Is $\lim\limits_{x\to x_0}f'(x)=f'(x_0)$?
Solution 1:
A qualified "yes": If $f$ is continuous at $x_{0}$, and if $\lim\limits_{x \to x_{0}}f'(x) = L$ exists, then $f$ is differentiable at $x_{0}$, and $f'(x_{0}) = L$.
Qualitatively, the derivative of a continuous function cannot have a removable discontinuity. (If you don't assume $f$ is continuous, then $f$ itself can have a removable or jump discontinuity.)

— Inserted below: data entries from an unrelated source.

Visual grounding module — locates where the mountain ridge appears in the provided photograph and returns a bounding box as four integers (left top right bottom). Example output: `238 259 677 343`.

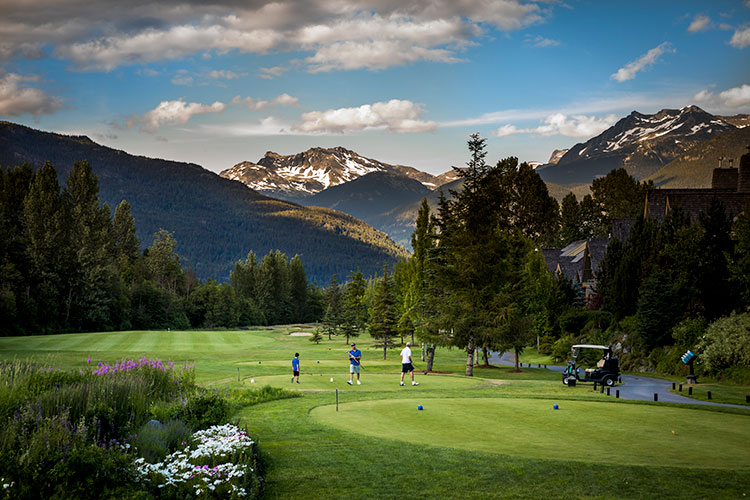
219 146 450 201
539 106 743 184
0 122 407 283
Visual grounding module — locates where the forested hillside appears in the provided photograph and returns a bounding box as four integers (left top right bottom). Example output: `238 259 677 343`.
0 122 405 283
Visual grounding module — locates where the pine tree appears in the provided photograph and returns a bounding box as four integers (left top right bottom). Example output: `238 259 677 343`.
340 269 368 344
323 274 343 340
64 162 123 330
729 203 750 308
289 255 307 323
23 163 75 331
367 266 398 359
558 193 584 246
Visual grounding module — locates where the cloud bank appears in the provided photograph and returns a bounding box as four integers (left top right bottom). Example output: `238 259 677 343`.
611 42 674 83
292 99 437 134
0 73 64 116
0 0 549 72
492 113 618 138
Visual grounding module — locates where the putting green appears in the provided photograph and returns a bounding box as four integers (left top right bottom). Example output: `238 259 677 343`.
242 372 490 392
311 398 750 469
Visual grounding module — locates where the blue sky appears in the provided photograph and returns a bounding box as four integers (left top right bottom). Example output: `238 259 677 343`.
0 0 750 174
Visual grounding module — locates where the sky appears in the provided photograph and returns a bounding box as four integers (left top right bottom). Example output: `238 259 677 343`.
0 0 750 174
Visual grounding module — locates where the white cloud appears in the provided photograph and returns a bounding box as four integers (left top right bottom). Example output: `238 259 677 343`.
137 99 226 133
719 84 750 108
232 94 299 111
292 99 437 134
258 66 289 80
208 69 240 80
611 42 674 82
492 123 522 137
305 40 462 73
525 35 560 48
198 116 290 137
0 0 553 71
172 75 193 86
729 27 750 49
688 14 711 33
492 113 618 138
0 70 64 116
55 25 281 71
693 84 750 110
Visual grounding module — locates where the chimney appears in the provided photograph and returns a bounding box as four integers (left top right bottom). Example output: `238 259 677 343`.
711 156 738 191
737 146 750 193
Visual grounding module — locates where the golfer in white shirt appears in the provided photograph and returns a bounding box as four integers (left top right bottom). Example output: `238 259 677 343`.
401 342 419 385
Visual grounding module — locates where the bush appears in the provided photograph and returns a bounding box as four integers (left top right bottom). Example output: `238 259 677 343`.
672 316 708 349
136 425 262 500
175 389 229 429
552 335 574 361
0 358 235 500
698 313 750 373
133 420 191 463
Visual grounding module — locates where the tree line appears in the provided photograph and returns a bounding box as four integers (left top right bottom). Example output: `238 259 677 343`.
0 162 323 335
312 134 750 375
312 134 576 375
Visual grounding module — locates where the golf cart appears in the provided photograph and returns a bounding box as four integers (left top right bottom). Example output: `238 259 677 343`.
563 344 620 387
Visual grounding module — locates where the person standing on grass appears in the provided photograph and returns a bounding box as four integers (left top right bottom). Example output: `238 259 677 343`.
347 342 362 385
292 352 299 384
401 342 419 385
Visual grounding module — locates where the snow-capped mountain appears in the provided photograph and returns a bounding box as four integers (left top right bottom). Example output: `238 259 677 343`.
219 147 444 200
539 106 737 184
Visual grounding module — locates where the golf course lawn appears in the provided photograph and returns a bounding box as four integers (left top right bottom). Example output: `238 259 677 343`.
0 325 750 500
311 398 750 469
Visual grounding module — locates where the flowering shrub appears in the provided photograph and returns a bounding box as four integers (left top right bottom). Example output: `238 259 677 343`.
136 424 261 499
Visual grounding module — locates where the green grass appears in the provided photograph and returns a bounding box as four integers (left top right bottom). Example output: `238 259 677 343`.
312 397 750 469
670 382 750 405
0 326 750 499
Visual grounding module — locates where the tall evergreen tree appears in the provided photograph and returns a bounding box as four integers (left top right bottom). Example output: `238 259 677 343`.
698 198 738 320
322 274 343 340
558 193 584 246
367 267 398 359
23 163 75 331
341 269 368 344
289 255 307 323
258 250 292 325
64 162 123 330
729 203 750 308
146 229 184 295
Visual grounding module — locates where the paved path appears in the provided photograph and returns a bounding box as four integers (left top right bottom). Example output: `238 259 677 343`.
490 352 750 410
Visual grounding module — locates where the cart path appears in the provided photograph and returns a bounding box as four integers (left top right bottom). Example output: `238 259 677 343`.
490 352 750 410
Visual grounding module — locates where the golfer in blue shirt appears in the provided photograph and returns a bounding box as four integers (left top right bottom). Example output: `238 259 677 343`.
347 342 362 385
292 352 299 384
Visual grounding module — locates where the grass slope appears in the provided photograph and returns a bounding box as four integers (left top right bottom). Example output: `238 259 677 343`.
646 127 750 188
0 326 750 499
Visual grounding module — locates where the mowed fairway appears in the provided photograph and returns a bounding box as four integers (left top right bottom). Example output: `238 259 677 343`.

The claim follows from the Mean Value Theorem: If $\delta > 0$ and $f'(x_{0} + h)$ is defined for $0 < |h| < \delta$, then for each such $h$, the Mean Value Theorem (applied to $f$ on the closed interval with endpoints $x_{0}$ and $x_{0} + h$) says there is a $t$ between $x_{0}$ and $x_{0} + h$ such that $$ \frac{f(x_{0} + h) - f(x_{0})}{h} = f'(t). $$ Since $|t - x_{0}| < |h|$, taking the limit as $h \to 0$ forces $t - x_{0} \to 0$, as well, so $$ f'(x_{0}) = \lim_{h \to 0} \frac{f(x_{0} + h) - f(x_{0})}{h} = \lim_{t \to x_{0}} f'(t). $$
(Continuity of $f$ was needed to invoke the Mean Value Theorem.)
Solution 2:
An easier proof, for the chosen answer, is by using the L'Hopital's rule. We know that $f'(a)=\lim_{x\to a}\frac{f(x)-f(a)}{x-a}$. Now if f is continuous at $a$ the we have a $\frac{0}{0}$ situation, and we can apply the L'Hopital's rule to see that if the limit of $f(x)$ when $x\mapsto a$ exists then it is equal to $f'(a)$.